14 thoughts on “Pretty coffee stains

  1. Emily, These are beautiful! Thanks for posting as this technique is not anything I ever would have seen on my own. I love surprises and am somewhat obsessive so I would have fun using these mugs over and over, looking closely for minute changes.

    I like medium glazes so that I can see the color of the tea, but not the stains. Lester’s green mugs are a perfect balance between the two.

    nora

  2. Hi Emily, I actually prefer a simple white inside, but after seeing the stained cups, I have to say that I like that as well! Do you know what kind of glaze that is and how it is applied? Take care, Melanie.

  3. i’ve never really had anyone critical of my liner glazes. i only have two-a 4321 celadon and an ash celadon, depending on where in the kiln the pots are going. they’re both green, the ash a little darker than the celadon. i use mostly natural materials so crazing is something that i can’t really control so i purposely don’t mess with light colored glazes(or shinos). that controlled staining is pretty sweet though.

  4. I love this concept! I am a heavy tea & coffee drinker. I would love to know how to create this effect.

    I do pay attention to color and how it will look with liquid. For mugs/cups I like to use light colors if I use any color at all.

  5. I once had a customer return a set of coffee mugs convinced it was the glaze rubbing off on the washcloth.
    He asked me straight out if he was going to die from my coffee mugs because he was sure it was glaze…..
    I took them back and cleaned the coffee stains out of them and after much thought wrote him a check for his money back.
    There was no way I could convince this person that it was coffee and not glaze.
    You win some you lose some- sure wish he could see these!
    With some glazes you can, if you want to, use a little bleach water.
    We had a potter friend who would throw his mugs through a bisque to get rid of the stains-

  6. I think a lot of us bank on the concept that the piece is only complete once its in use but I think this may be the first evidence I’ve seen of any one planning this far into a piece’s life, and in such a careful, thoughtful way.

    No preference on the light or dark, but strong preference for pots that change over time. I think I might prefer something a little more subtle, or possibly less ordered than Wood’s pieces posted above.

  7. Wow, that’s brilliant!

    I prefer a glossy, light colored liner glaze – cream-colored is nice – because I like to see the color of tea in a cup, just because it’s pretty :) It’s a good point to make different colors of lining though, I never thought that some people would prefer dark vs. light.

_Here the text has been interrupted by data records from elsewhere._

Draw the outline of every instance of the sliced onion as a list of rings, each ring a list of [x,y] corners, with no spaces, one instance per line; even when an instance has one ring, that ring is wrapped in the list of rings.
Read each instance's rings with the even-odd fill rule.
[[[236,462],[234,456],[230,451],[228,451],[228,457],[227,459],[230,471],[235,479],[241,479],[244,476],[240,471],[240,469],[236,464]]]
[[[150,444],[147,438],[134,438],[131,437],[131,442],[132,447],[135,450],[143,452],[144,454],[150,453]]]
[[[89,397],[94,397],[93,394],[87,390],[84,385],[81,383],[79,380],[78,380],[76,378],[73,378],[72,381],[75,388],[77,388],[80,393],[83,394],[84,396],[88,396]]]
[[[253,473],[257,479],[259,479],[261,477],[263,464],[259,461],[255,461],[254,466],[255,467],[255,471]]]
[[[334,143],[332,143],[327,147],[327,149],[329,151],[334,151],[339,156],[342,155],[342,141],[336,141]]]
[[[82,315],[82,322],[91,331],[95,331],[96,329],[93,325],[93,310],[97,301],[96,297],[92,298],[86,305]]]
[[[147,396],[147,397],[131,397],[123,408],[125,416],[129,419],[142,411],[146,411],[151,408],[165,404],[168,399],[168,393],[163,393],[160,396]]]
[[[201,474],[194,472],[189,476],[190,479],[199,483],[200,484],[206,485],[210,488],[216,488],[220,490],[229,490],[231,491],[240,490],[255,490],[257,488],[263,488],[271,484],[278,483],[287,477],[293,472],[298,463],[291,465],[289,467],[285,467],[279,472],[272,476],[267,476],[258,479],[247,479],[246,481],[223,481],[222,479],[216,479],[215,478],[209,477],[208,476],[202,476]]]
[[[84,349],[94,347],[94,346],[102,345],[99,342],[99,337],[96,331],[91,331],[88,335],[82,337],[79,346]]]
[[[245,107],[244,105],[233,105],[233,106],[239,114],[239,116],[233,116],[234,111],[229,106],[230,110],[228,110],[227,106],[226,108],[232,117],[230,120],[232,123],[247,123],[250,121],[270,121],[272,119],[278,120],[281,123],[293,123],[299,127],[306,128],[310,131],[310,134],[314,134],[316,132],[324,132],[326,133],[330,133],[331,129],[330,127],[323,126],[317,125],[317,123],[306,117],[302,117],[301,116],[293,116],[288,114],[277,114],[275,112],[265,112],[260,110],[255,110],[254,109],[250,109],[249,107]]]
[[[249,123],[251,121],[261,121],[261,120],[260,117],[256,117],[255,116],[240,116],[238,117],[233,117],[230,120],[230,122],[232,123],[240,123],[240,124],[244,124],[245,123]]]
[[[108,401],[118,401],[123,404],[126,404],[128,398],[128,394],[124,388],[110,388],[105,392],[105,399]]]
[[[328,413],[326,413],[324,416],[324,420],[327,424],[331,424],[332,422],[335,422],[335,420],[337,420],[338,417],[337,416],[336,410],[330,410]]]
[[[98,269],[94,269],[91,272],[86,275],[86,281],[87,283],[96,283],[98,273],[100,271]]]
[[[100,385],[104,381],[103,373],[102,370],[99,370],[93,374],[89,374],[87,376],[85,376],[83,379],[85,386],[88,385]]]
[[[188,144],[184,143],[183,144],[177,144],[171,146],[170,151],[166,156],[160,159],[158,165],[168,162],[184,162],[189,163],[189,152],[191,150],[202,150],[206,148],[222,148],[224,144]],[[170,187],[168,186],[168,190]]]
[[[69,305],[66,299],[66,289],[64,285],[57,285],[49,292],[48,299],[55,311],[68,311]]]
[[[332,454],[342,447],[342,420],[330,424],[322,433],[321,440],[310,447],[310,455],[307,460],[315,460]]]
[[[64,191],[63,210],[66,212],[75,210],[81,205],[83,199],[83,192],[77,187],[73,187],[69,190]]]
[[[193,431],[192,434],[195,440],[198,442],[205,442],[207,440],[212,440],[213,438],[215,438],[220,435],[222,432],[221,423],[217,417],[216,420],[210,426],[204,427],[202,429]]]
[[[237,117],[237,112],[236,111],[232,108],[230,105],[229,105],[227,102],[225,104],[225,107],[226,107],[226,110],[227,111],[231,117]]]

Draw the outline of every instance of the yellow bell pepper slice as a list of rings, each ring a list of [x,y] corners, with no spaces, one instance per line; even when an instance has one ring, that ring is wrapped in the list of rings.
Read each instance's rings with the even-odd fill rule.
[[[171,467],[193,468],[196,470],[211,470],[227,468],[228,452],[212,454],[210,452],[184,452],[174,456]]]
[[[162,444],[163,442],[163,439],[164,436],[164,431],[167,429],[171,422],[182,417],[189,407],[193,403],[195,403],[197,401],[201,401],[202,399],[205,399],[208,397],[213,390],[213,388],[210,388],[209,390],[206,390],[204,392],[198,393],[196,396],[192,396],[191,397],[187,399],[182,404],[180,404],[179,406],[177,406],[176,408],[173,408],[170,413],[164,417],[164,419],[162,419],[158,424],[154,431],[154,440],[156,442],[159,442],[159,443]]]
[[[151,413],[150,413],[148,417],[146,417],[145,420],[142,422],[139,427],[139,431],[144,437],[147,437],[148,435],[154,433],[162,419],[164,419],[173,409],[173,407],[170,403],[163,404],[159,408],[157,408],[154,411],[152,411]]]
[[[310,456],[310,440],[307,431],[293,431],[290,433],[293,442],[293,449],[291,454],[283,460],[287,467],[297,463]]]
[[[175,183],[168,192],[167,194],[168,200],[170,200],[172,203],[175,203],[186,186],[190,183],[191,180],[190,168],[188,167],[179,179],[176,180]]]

  8. Wow! Exciting work. I too am very curious about the method to achieve this.

    I use light colored liners in my mugs. I’m not really a morning person, so a light color helps me prevent over filling. I also to stick to light colors because they tend to have fewer colorant (ie heavy metals) in the glaze, and therefor safer for functional use. I understand that you can have a perfectly safe dark color glaze. Personal, I just like to keep things simple so most of the time I don’t use dark glazes on the inside of mugs.
    I also find a dark glaze on the outside with a lighter color on the inside more visually exciting.

  9. I meant to comment yesterday when I landed on your blog, but was distracted and explored some of your pages instead.

    This is so cool – love how these evolve over time….

  10. I’m guessing the design is etched in there? surely that can’t be a manipulated craze, right? I’m one of those anti-stain people but this is a really neat idea. I like any pots that bear an underlying conceptual message.

    Thanks for sharing this, I very glad I saw it!

  11. Emily – thanks for sharing this post!! What a cool technique. I may pick your brain in class next week to find out if we could do this in the studio :)

  12. Wow! Controlled staining is a whole new frontier to think about. It is so interesting to consider this possibility when some of my own favorite pots in my kitchen have evolved so nicely but randomly through use. I am not much of a surface decrator myself, but I love the idea of being able to hide messages or details that only reveal themselves over time. Thanks as always for feeding the rest of us such interesting things to consider!